First, this election saw one of the biggest campaign mismatches in the history of presidential elections. Clinton outspent, out-advertised, out-organized, and out-maneuvered Trump all year. She defeated him in three lopsided debates. She had at least three times his field offices and used them to deploy one of the most sophisticated turnout efforts in history. She enjoyed a substantial convention bounce while his convention seemed to turn people against his party. She did virtually everything one could hope a candidate would do.
By contrast, Trump did virtually everything one would hope a candidate would not do. He persistently offended key groups of voters — including women, Latinos, Muslims, prisoners of war, Gold Star families — candidates usually go out of their way to avoid alienating. He ran a shoddy, under-financed campaign with frequent shifts in leadership. He wasted time and resources in uncompetitive states. He threatened to undermine American alliances abroad. He vowed to jail his opponent should he win and to contest the election if he lost. He went out of his way to disqualify himself for the job.
And he won.
Now, there are a few ways to interpret this. One is that the campaign just did not matter at all. The average of political science forecast models from this past summer was that Trump would get 49.9 percent of the two-party vote. According to results so far, that’s almost exactly what he has. These models, which largely ignored the candidates and their campaigns and just focused on political fundamentals, did a much better job than polling did.
Just to offer an example, below is a simple scatterplot showing the relationship between economic growth (using per capita real disposable personal income) and the incumbent party’s share of the vote. Clinton’s vote share was right on the line.
It’s worth noting that 90 percent of Republicans, and 89 percent of Democrats, voted for their parties’ nominees. Despite all the weirdness of this year, party identification proved to be a great predictor of the vote. So maybe it really didn’t matter who ran. You would’ve gotten basically the same results from a Sanders-Bush race or an O’Malley-Rubio race. Or maybe this finding is peculiar to Clinton and Trump, both of whom have been household names for a quarter century. People had such a full picture of the candidates that the campaigns just didn’t tell them much they didn’t already know.
Another possibility is that Clinton’s weaknesses as a candidate undermined the strengths of her campaign, while the strengths of Trump as a candidate made up for his campaign’s failures. That is, had Democrats nominated someone with less association with scandals (real or imagined), that person might have done better.

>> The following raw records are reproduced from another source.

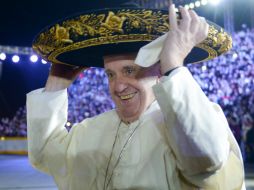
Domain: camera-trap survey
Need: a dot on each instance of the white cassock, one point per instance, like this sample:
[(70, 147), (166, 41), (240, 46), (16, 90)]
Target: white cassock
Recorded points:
[(181, 142)]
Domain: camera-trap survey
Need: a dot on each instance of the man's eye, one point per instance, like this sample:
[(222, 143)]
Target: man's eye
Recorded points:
[(129, 71), (110, 75)]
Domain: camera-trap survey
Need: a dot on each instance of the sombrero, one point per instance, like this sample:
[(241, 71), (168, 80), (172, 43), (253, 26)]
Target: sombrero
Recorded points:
[(84, 39)]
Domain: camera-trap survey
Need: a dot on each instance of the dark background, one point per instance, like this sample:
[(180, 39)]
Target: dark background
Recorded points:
[(20, 21)]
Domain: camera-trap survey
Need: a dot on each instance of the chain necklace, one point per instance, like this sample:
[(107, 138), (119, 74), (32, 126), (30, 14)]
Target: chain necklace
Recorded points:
[(105, 186)]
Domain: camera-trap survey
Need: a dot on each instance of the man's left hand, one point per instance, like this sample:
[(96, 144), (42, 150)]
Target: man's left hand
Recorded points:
[(182, 37)]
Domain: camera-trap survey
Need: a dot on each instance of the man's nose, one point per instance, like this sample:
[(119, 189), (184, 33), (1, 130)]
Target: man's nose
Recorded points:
[(120, 84)]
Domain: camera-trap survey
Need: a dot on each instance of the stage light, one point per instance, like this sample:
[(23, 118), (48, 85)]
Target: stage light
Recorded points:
[(187, 6), (214, 2), (191, 5), (197, 3), (204, 2), (235, 56), (34, 58), (68, 124), (2, 56), (43, 61), (15, 59)]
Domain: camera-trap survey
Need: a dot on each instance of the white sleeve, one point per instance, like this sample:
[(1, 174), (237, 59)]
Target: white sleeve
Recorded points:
[(46, 118), (197, 127)]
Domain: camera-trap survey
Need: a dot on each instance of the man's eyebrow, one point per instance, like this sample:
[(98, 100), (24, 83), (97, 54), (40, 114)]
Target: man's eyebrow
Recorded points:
[(107, 70)]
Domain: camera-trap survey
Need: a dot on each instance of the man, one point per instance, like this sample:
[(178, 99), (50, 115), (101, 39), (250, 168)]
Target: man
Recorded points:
[(163, 134)]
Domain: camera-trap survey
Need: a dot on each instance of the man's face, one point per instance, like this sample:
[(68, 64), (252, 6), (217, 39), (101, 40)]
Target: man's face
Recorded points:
[(130, 85)]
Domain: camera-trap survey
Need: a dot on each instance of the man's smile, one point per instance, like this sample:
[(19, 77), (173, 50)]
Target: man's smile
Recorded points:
[(127, 96)]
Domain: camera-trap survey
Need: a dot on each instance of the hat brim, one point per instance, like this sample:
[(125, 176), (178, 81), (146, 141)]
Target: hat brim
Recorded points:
[(84, 39)]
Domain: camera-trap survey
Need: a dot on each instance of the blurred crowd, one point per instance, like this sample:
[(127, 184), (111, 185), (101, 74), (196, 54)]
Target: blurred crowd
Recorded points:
[(227, 80)]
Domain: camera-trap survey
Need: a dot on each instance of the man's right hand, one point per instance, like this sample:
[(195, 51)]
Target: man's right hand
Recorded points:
[(61, 76)]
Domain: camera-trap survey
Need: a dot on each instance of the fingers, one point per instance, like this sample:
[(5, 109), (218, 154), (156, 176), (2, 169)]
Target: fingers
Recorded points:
[(186, 18), (172, 17)]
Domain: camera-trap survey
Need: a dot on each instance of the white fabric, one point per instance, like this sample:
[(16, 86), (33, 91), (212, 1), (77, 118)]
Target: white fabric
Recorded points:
[(150, 53), (181, 143)]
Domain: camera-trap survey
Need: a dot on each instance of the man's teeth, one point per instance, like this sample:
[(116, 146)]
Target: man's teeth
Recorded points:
[(125, 97)]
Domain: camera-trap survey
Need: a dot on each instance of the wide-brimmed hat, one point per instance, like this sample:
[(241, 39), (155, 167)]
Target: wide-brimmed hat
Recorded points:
[(84, 39)]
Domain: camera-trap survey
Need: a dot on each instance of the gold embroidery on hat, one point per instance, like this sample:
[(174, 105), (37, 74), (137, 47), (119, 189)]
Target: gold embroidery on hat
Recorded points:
[(117, 27)]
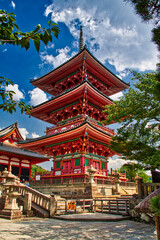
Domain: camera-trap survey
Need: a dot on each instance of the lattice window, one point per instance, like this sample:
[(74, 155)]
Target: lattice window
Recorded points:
[(77, 162)]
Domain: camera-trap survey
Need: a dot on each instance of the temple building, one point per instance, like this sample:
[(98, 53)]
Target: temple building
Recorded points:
[(21, 160), (79, 89)]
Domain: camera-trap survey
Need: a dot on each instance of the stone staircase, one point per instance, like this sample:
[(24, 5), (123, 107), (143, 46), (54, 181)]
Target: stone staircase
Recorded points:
[(36, 210), (114, 205)]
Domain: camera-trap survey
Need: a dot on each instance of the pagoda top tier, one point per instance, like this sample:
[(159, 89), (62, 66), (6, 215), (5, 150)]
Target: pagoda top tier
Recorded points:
[(82, 66)]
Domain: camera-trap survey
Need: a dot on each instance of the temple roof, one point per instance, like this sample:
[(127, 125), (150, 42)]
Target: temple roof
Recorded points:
[(94, 131), (92, 65), (14, 150), (8, 131)]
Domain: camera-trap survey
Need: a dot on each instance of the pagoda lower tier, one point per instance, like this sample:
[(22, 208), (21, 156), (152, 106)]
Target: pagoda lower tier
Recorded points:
[(75, 147)]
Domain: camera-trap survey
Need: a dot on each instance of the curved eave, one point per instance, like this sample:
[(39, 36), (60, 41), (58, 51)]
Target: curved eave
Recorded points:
[(8, 131), (20, 153), (73, 93), (74, 62), (93, 131)]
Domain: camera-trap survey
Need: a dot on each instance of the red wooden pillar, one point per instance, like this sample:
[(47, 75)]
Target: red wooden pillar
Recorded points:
[(72, 164), (106, 166), (9, 161), (19, 173), (82, 163)]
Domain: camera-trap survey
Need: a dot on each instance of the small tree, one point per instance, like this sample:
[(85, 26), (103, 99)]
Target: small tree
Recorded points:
[(155, 207)]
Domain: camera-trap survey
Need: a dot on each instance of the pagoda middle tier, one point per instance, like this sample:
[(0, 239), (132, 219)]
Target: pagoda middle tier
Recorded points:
[(80, 89), (75, 71), (82, 100)]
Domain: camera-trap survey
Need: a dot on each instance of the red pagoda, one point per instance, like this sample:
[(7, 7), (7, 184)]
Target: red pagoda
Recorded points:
[(80, 89)]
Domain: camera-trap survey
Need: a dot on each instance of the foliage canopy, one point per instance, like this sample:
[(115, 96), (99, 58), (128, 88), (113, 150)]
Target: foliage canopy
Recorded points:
[(139, 113), (10, 34)]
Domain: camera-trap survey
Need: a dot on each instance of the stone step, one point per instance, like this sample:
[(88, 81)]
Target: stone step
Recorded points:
[(37, 210)]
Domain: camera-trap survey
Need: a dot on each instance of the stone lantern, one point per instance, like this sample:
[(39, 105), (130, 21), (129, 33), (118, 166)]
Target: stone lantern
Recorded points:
[(91, 172)]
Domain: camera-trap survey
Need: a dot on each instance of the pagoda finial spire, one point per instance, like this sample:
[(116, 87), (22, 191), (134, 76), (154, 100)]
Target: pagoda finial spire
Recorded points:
[(81, 39)]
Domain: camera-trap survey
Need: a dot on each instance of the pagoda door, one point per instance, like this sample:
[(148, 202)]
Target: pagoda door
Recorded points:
[(96, 165), (67, 166)]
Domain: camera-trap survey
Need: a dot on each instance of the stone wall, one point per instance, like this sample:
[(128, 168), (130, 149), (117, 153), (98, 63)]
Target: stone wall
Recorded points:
[(82, 190)]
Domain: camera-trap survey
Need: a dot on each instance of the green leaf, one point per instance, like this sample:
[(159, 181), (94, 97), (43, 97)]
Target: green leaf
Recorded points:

Let’s go with that for the moment. Sanders certainly has a cleaner reputation. Could he have gotten more votes? Well, it seems fair to say that the Trump team wouldn’t have run the same campaign against Sanders that they ran against Clinton, and the media wouldn’t have covered him the same way. Being crooked is not seen as his weakness; being too left wing is. We never really saw this in the primaries, but a negative campaign against him would have focused on his being a self-described democratic socialist. The thinly veiled anti-Semitism employed by the Trump campaign probably would have been used more, possibly to greater effect. Maybe Sanders’ rhetoric would have played better in the Rust Belt states than Clinton’s did, but maybe he would have been even more vulnerable. And it’s not at all obvious his general election campaign would have been anywhere near as well-funded or competently executed.
Could Biden have pulled this off? Maybe, but again, let’s remember his past. He has run for president either two or three times before (depending how you count 2016) and come up short every time. He relishes a good fight with Republicans, and he is surely a beloved vice president, but he has vulnerabilities that would have been exploited.
I’ve heard many pundits explain away Trump’s victory by claiming that he was a “change candidate in a change year.” It’s a tired saw, but it contains the basic nugget of truth that voters tend to turn out the incumbent party after two terms in office. Could Sanders or some Democrat other than Clinton have been the “change candidate” this year? It’s unlikely. In 1952, Harry Truman chose to retire rather than face a difficult re-election, and Democrats hoped that voters would see Adlai Stevenson as the change candidate. It didn’t work. The same thing happened in 1968 when Lyndon Johnson stepped down in favor of Hubert Humphrey. When voters want change, they look for a new party, not just a new face.
Now, from that graph above, it’s not clear that it really was a “change” year. Economic growth predicted a 50–50 race. And but for a few tens of thousands of voters in a handful of states, Clinton would be president-elect today. This was about as close to a coin-flip as one gets.
It’s certainly understandable for Democrats to be analyzing the results and trying to figure out what they got wrong. And no candidate looks worse than the one who just lost a close race. But it’s worth remembering that the alternatives were not obviously better, they might well have been worse, and, most likely, they might not have made any difference at all.